Cathie Wood's ARK Innovation ETF (ARKK) acts as an excellent barometer for investor sentiment. Almost halved in a year, while the Dow spiked to over 35,000, ARKK visually displays the change in investor philosophy and risk appetite. 

A disciple of Arthur Laffer, Wood started her investment firm with the underlying thesis of disruptive innovation underpinning her investment goals, namely that disruptive companies create new markets and value networks. These companies hope to displace established market leaders aka entrenched monopolies.

In essence Wood is betting on a future of new technology that would improve humanity with better efficiency, because as a rule monopolies become less efficient and innovative as they mature into complete control of a market.

So why has Cathie's fund be cut in half? Rather than a collapse in the underlying technology, I believe there has been a 180 degree change in investor sentiment that believes reward (or gain) will come from "established" (read monopolies) that have existing market share, customers, and the big "E" in the P/E ratio...EARNINGS.

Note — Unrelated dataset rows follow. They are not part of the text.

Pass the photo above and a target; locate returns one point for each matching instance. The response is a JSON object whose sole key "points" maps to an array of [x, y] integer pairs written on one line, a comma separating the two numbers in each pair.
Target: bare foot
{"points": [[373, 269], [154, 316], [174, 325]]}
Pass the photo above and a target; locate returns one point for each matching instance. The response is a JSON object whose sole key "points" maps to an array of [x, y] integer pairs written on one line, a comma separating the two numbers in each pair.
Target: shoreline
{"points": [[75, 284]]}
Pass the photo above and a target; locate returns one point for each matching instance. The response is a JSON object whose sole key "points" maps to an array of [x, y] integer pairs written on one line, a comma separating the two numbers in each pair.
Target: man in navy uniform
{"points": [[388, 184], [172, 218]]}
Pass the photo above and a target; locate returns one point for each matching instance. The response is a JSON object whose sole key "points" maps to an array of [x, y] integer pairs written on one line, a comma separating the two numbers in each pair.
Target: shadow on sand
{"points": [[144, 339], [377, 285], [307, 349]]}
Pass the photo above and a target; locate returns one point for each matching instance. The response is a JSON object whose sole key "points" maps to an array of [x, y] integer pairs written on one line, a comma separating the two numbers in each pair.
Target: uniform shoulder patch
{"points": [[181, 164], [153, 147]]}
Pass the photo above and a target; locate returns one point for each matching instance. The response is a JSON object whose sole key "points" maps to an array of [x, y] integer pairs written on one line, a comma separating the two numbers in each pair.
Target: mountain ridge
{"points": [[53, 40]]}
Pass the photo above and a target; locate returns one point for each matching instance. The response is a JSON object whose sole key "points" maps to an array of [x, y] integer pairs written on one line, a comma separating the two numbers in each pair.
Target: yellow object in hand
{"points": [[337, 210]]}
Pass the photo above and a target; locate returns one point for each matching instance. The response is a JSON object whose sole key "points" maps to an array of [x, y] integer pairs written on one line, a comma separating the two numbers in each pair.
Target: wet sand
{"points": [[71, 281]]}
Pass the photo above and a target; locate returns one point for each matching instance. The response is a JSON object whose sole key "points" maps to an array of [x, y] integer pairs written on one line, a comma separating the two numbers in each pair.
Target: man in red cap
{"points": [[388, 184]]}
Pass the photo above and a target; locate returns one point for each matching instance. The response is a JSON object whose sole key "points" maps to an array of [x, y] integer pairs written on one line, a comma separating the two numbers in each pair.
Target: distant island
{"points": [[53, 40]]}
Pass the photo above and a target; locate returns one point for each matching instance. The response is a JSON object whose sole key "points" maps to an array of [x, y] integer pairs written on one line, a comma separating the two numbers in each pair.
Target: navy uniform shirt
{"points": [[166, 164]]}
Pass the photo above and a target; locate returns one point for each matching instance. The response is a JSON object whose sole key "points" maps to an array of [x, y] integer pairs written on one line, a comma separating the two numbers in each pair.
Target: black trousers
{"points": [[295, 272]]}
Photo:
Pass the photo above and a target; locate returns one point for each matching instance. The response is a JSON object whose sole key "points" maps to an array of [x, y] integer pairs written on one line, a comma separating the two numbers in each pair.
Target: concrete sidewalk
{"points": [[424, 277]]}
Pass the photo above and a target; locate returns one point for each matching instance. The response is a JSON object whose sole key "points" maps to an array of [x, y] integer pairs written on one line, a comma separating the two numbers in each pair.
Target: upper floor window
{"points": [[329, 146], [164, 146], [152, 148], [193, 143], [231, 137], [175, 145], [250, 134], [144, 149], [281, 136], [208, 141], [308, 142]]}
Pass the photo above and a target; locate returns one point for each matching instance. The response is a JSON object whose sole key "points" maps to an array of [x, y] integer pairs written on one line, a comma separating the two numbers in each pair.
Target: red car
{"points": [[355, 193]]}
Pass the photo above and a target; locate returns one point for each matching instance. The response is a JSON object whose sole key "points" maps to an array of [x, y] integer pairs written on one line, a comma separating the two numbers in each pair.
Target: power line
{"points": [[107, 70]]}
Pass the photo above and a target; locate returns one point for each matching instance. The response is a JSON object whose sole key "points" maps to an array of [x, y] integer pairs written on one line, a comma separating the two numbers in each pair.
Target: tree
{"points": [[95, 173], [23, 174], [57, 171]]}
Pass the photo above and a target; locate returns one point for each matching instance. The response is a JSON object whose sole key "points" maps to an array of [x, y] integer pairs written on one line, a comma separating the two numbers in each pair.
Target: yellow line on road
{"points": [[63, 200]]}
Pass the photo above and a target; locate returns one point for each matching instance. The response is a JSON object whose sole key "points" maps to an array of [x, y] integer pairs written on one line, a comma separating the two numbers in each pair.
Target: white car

Mathematically, investors are betting on "business as usual" rather than innovation. Why? Because they are receiving signals that entrenchment wields the power and will be rewarded. Why? Because those are the signals being sent by Washington. How? Increased taxation. Increased regulation. Increased inflation. Increased enforcement. Decreased autonomy. Decreased workforce flexibility. Decreased worker qualifications. Those are a handful of the signals flashing. Investors have taken note.

Contrary to popular belief, Wall Street isn't dumb. Money flows where it is welcome and makes a return. Typically it chases winners. Just take a look at net new flows of money. It almost always flows into funds that have most recently performed well. And flees poorly performing funds. It seeks to survive and grow by chasing returns. The most successful funds of 2021 were the tech monopolies and natural resource monopolies. Small innovation got utterly crushed.

My final thought on this subject is that immutable laws are hard to break. They can be avoided. They can be postponed. But ultimately there is a reckoning. Although policy and regimes may put their weight behind the status quo, ie monopolies, the proverbial sidewalk flower will grow in a concrete jungle.